But Laszlo had other ideas - prompted by a chance observation at a printworks, where he noticed that the thicker ink they used dried almost as soon as it came into contact with the paper.
This more viscous ink would not flow from a conventional pen. But by incorporating a single ball bearing instead of a nib, he found the ink could be drawn from its reservoir as the pen moved across the page.
In 1940, he emigrated to Argentina and began to market his invention, which was spotted by a British consul and promptly enlisted in the war effort. Unlike fountain pens, the Biro (as it was now called) worked at altitude and thousads of them were issued to RAF navigators.
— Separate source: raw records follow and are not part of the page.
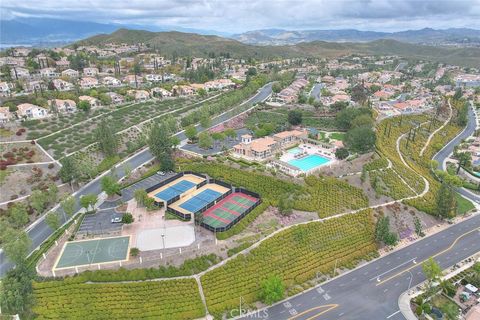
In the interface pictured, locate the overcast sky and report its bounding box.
[0,0,480,33]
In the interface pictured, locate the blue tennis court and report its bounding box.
[180,189,222,213]
[155,180,195,201]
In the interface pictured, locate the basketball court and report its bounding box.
[136,224,195,251]
[54,236,130,270]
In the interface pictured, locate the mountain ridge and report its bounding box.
[75,29,480,67]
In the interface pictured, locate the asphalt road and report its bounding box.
[0,83,272,276]
[433,104,480,204]
[243,215,480,320]
[237,99,480,320]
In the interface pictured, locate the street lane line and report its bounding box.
[387,310,400,319]
[376,228,480,286]
[368,257,417,281]
[288,304,339,320]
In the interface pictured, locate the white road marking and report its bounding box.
[368,257,417,281]
[387,310,400,319]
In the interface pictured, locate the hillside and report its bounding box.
[232,28,480,45]
[75,29,480,67]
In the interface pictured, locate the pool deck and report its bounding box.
[279,143,337,175]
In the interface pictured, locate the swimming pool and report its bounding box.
[287,147,303,154]
[288,154,331,172]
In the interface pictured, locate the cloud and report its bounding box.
[2,0,480,32]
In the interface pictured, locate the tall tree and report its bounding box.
[80,193,98,210]
[60,196,76,217]
[0,264,35,314]
[95,120,118,157]
[100,176,121,196]
[147,123,175,171]
[8,203,28,228]
[0,227,32,265]
[45,211,60,231]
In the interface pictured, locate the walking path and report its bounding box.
[420,98,453,157]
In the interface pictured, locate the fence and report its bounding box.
[200,188,262,232]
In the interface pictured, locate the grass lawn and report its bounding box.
[455,193,475,214]
[330,132,345,141]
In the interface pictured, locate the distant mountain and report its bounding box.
[0,18,227,46]
[76,29,480,67]
[232,28,480,45]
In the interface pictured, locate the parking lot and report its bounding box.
[77,209,122,235]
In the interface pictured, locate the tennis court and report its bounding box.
[180,189,222,213]
[55,236,130,269]
[149,174,205,202]
[202,192,259,229]
[169,183,230,215]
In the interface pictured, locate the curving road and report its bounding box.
[0,83,272,277]
[239,101,480,320]
[433,107,480,204]
[242,215,480,320]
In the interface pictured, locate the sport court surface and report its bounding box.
[170,183,230,214]
[55,236,130,269]
[202,192,258,228]
[135,225,195,251]
[149,174,205,202]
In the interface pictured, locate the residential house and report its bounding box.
[78,96,100,108]
[203,79,235,90]
[455,74,480,87]
[62,69,79,78]
[106,92,125,104]
[145,73,163,82]
[24,80,47,92]
[172,85,195,96]
[233,130,308,160]
[48,99,77,113]
[80,77,98,89]
[83,68,98,77]
[17,103,48,119]
[10,67,30,79]
[102,76,122,87]
[40,68,59,79]
[12,47,32,57]
[52,79,75,91]
[128,90,150,101]
[0,82,13,97]
[0,107,14,123]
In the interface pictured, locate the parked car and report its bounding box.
[112,217,122,223]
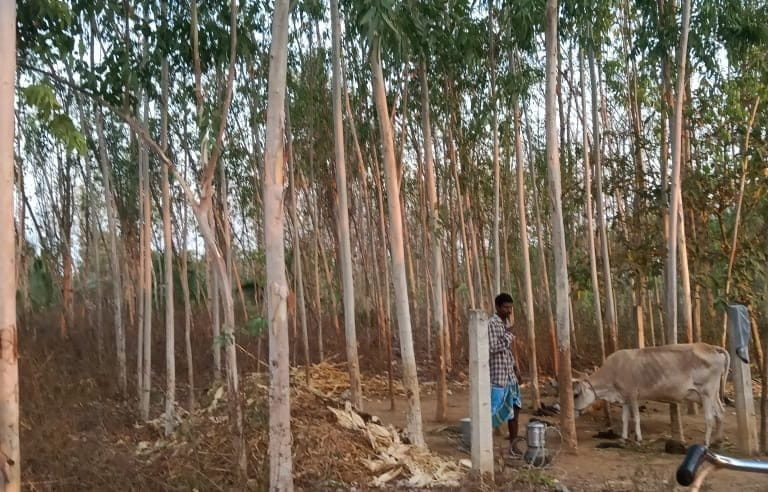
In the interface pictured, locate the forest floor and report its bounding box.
[20,326,768,492]
[366,388,768,492]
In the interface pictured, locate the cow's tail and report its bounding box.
[718,347,731,410]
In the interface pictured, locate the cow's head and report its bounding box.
[573,380,597,415]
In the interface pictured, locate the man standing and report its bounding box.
[488,293,523,456]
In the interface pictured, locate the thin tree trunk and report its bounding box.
[141,86,152,421]
[160,20,176,436]
[373,154,395,411]
[533,179,560,377]
[179,213,195,412]
[310,176,325,362]
[95,108,127,398]
[371,40,424,446]
[721,96,760,346]
[264,0,293,484]
[665,0,691,441]
[579,50,606,363]
[488,1,500,296]
[421,58,448,422]
[0,0,21,484]
[331,0,363,409]
[134,127,147,413]
[285,104,312,384]
[206,240,223,378]
[589,45,619,352]
[448,130,477,309]
[514,99,541,409]
[545,0,577,452]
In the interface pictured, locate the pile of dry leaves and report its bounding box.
[125,363,470,490]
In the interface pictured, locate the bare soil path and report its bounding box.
[366,388,768,492]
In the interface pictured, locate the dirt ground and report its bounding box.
[20,322,768,492]
[366,388,768,492]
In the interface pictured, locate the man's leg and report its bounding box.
[507,405,521,444]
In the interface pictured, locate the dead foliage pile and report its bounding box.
[127,363,469,490]
[21,332,474,491]
[291,361,469,400]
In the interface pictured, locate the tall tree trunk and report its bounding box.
[514,98,541,408]
[285,104,312,384]
[533,179,560,377]
[206,248,224,378]
[545,0,577,451]
[134,123,147,413]
[421,59,448,422]
[331,0,363,409]
[179,211,195,412]
[449,136,477,309]
[160,15,176,436]
[579,50,606,362]
[373,154,395,410]
[488,1,501,296]
[665,0,691,441]
[371,40,424,446]
[264,0,293,491]
[95,108,128,398]
[140,90,152,421]
[589,49,619,352]
[721,96,760,346]
[0,0,21,484]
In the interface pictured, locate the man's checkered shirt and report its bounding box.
[488,313,517,388]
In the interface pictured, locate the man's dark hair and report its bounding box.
[495,292,514,307]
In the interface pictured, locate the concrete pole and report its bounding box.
[728,304,757,456]
[469,310,493,480]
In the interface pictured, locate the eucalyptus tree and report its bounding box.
[358,0,424,446]
[545,0,577,450]
[0,0,21,492]
[499,3,544,408]
[331,0,363,409]
[263,0,293,491]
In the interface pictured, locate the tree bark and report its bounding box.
[0,0,21,484]
[421,59,448,422]
[331,0,363,410]
[545,0,577,452]
[264,0,293,491]
[589,49,619,352]
[95,108,128,398]
[140,94,152,421]
[285,103,312,384]
[160,13,176,436]
[371,40,424,446]
[513,98,541,409]
[666,0,691,441]
[179,209,195,412]
[579,51,606,363]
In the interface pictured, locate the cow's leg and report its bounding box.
[632,399,643,442]
[621,402,629,440]
[702,396,715,447]
[712,395,725,444]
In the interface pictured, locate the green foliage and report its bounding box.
[21,83,87,155]
[241,318,267,337]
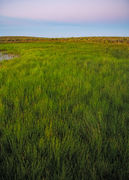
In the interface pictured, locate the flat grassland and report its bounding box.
[0,37,129,180]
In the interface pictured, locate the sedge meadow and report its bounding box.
[0,37,129,180]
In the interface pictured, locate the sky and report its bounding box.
[0,0,129,37]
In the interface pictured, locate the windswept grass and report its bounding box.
[0,37,129,180]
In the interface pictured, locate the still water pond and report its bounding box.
[0,52,17,61]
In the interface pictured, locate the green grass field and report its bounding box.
[0,37,129,180]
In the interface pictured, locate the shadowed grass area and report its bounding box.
[0,38,129,180]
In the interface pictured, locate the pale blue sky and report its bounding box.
[0,0,129,37]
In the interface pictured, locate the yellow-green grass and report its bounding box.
[0,37,129,180]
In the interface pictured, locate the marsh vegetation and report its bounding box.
[0,38,129,180]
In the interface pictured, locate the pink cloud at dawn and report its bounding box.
[0,0,129,22]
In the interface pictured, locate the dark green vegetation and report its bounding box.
[0,38,129,180]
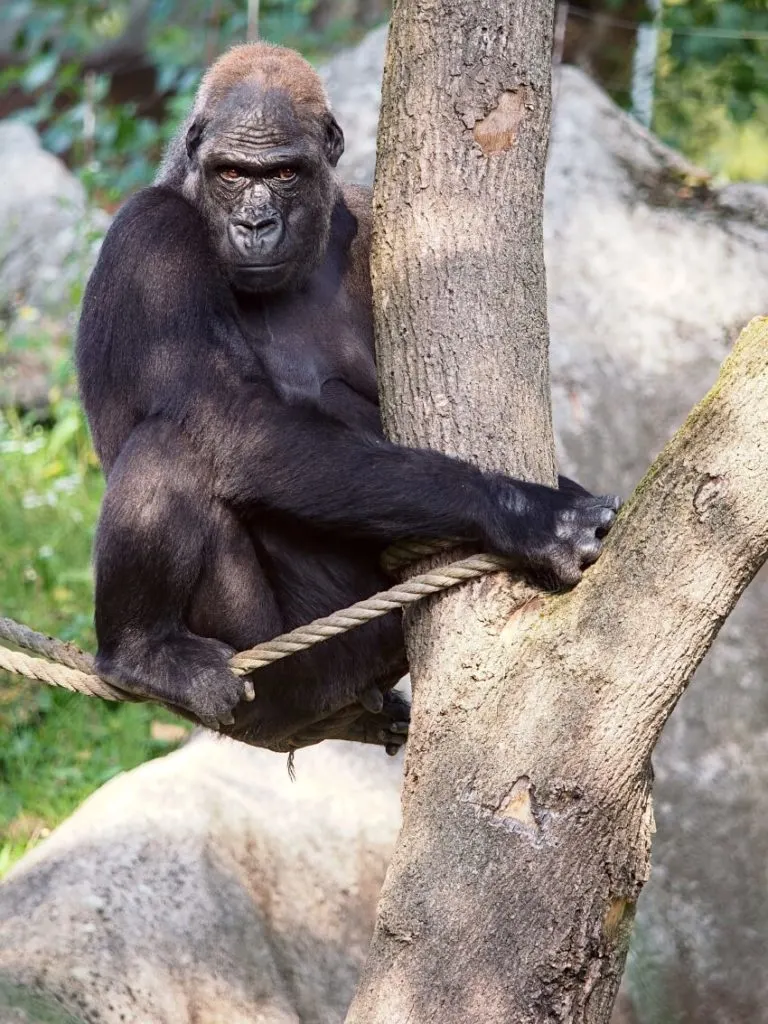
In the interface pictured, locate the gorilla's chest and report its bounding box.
[241,288,380,431]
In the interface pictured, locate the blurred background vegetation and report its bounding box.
[0,0,768,874]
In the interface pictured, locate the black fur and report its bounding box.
[77,68,617,749]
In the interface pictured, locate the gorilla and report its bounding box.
[77,43,618,753]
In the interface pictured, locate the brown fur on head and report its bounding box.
[195,43,329,118]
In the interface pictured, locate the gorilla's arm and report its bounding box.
[198,385,615,582]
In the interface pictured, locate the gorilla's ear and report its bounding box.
[186,118,204,160]
[325,113,344,167]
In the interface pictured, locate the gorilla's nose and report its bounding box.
[229,210,284,256]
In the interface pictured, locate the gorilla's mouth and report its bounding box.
[232,259,291,292]
[236,259,289,273]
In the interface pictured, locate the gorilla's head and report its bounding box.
[166,43,344,293]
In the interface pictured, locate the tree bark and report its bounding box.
[347,0,768,1024]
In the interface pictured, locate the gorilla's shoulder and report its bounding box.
[108,185,207,248]
[341,184,373,280]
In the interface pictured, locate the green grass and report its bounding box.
[0,396,186,876]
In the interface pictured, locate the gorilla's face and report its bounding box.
[184,83,344,293]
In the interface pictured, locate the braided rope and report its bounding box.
[0,541,508,701]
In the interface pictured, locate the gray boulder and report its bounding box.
[0,31,768,1024]
[0,121,109,408]
[0,735,400,1024]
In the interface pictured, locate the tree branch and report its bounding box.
[348,318,768,1024]
[347,0,768,1024]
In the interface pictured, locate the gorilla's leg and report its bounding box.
[274,690,411,754]
[95,420,268,727]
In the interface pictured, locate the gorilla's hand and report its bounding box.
[487,477,622,589]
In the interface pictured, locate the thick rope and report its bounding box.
[0,541,508,701]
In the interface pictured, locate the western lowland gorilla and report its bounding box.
[77,43,618,752]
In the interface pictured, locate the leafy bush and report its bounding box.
[0,393,185,874]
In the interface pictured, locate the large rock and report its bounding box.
[0,31,768,1024]
[545,69,768,1024]
[0,121,109,408]
[0,736,400,1024]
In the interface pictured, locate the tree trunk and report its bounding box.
[347,0,768,1024]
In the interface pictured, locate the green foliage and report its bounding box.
[653,0,768,180]
[0,393,187,874]
[0,0,372,203]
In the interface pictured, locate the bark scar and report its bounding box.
[472,86,532,157]
[693,473,724,522]
[494,775,541,834]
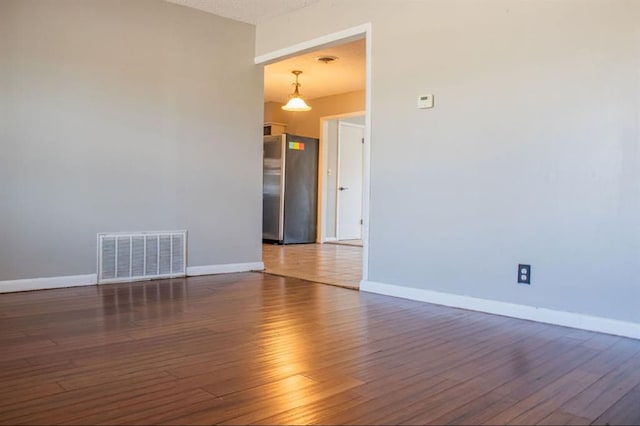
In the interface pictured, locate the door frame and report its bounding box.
[335,119,365,241]
[254,22,372,282]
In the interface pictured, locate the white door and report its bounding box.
[336,122,364,240]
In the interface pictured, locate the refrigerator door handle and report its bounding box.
[278,133,287,243]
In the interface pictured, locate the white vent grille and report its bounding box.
[98,231,187,284]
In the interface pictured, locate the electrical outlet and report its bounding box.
[518,265,531,285]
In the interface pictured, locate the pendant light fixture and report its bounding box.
[282,70,311,111]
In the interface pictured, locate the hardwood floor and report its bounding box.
[262,243,362,289]
[0,273,640,424]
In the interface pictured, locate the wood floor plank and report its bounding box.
[594,385,640,425]
[0,272,640,424]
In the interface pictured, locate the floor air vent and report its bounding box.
[98,231,187,284]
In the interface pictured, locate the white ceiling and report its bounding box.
[166,0,320,25]
[264,39,366,103]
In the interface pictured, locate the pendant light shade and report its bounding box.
[282,70,311,111]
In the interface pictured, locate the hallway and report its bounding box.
[262,244,362,289]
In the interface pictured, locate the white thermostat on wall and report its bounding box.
[418,95,433,109]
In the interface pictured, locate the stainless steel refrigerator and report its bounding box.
[262,133,319,244]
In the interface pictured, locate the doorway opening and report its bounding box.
[255,24,371,289]
[321,111,365,247]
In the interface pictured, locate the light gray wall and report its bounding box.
[0,0,262,281]
[256,0,640,323]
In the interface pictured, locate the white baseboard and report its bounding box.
[0,274,98,293]
[360,280,640,339]
[187,262,264,277]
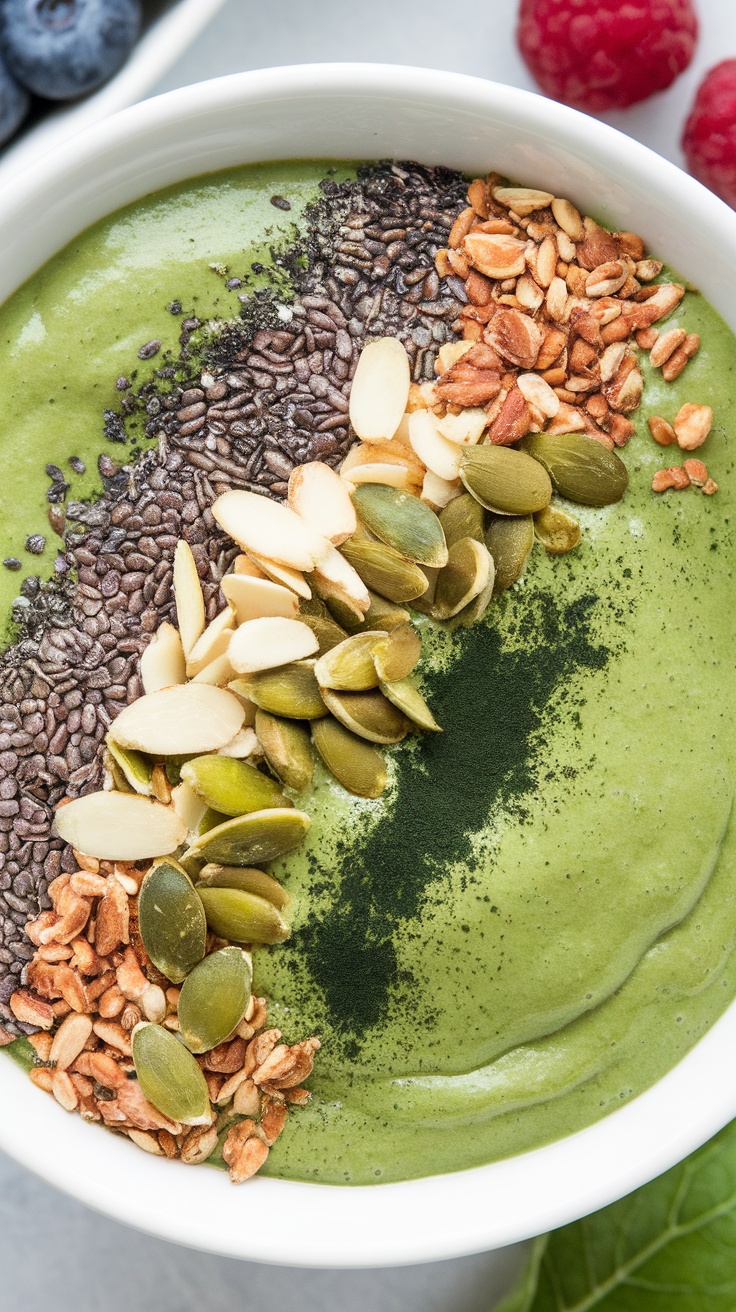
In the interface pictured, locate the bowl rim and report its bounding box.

When the war ended, the battle to market the new pen began. The Reynold's Rocket, an American version of the Biro, claimed to last for two years without a refill and to write underwater. But on land it leaked or simply wouldn't work, and sales dried up as fast as a pen left without its cap on. Suddenly it seemed the ballpoint pen would never live to write another day.
Then, in 1949, Frenchman Marcel Bich dropped his H and started making precision tooled pens that were reliable and would write for miles. Literally. His company - which would later branch out into other low-cost, disposable, plastic and metal products such as lighters and razors - took over the Biro name in the 1950s and now sells almost 20 million pens every day.
The Biro is a design classic - virtually unchanged in 60 years. Its creator is one of a select band of people whose names have become generic terms for the products they invented. So is Monsieur Bic - un Bic is French for a Biro. But whatever happened to the publicity shy Mr Ball-Point remains a mystery.